F&I False Advertising – Easier and Worse Than You Think

By October 23, 2015 Uncategorized No Comments

measure-false-advertisingHave you ever used “As low as…” or “For the low payment of…” and then used an asterisk and lots of very tiny print to try and lure customers?

Okay, maybe you haven’t – but you know someone who has (wink, wink)!

Well, it is time start being very, very careful.  It is illegal.  The Feds are watching.  This practice will catch up with you!

The following story pertains to car dealerships, but it is only a matter of time, and not much time before the FTC starts trickling enforcement down the recreational vehicle line.


United States: Las Vegas Auto Dealers Settle FTC Deceptive Advertising Claims

Last Updated: July 6 2015

Article by Justin M. Brandt, Chad R. Fuller and Alan D. Wingfield

The allegations against Planet Hyundai and Planet Nissan involved similar misleading advertisements in which big, bold claims such as “$0 DOWN AVAILABLE” or “PURCHASE! NOT A LEASE!” were paired with asterisks and small fine print that was contradictory, disingenuous, and/or only applicable to a small segment of the population.  Additionally, the dealerships were targeted for allegedly misleading by omission, such as failing to disclose whether a security deposit was required.

No penalties were imposed on either company, and there were no public admissions of wrongdoing, but both dealerships signed consent orders placing the dealerships under heightened scrutiny for twenty years and imposing hefty fines for future violations.  The FTC unanimously approved the consent orders with a 5-0 vote, and there will be a thirty-day public comment period on the proposed settlements before they are finalized.

At a press briefing last year, FTC Bureau of Consumer Protection Director Jessica Rich stated, “Dealers think that if they put the real price of something in really fine print, that’s not deceptive.  That is deceptive, and it violates the law.”  From January through March 2014, the FTC announced settlements with ten dealerships throughout the country as part of “Operation Steer Clear,” which involved similar allegations.  Although the two Las Vegas settlements were not part of that operation, they demonstrate a continued focus by the FTC on auto dealership advertising practices.

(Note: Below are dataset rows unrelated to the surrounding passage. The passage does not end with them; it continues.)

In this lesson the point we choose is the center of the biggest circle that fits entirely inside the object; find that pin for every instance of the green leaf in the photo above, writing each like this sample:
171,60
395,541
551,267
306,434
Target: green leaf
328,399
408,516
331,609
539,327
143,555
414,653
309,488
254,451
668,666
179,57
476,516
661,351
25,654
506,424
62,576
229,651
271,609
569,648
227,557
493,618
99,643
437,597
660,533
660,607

So, what happened here?  Look very carefully at the wording of the violations.

The “fine print” was “contradictory, disingenuous, and/or only applicable to a small segment of the population” and the dealers were also charged with “misleading by omission, such as failing to disclose whether a security deposit was required”.

When you put your signs on the wall or hang them off your vehicles, and you offer “the low payment of…” and then put fine print that says, “Based on qualifying credit” you do put yourself at risk.

Take a look at the credit profiles of the customers buying from you.  Is your average customer’s credit score a 700?  Is the rate and payment based on needing a 750, or qualifying for an “auto-approval” that 80% of your customer’s credit profiles would not achieve?  You are now making an offer that is”applicable to a small segment of the population.”  If the rate and payment requires 10% or 20% down and you don’t disclose that, you are “misleading by omission.”

Your signage needs to reflect what is possible for your average buyer.  If you have competitors that are pushing the envelope and you aren’t, just remember, “karma is a bitch.”  The law, and social media reputation will catch up with the cheaters.

Be honest and forthright!  Do the right thing by your customers, no matter how painful it may seem at the moment.  Not only will it keep you out of the FTC spotlight, it is the right thing to do…and it will pay off!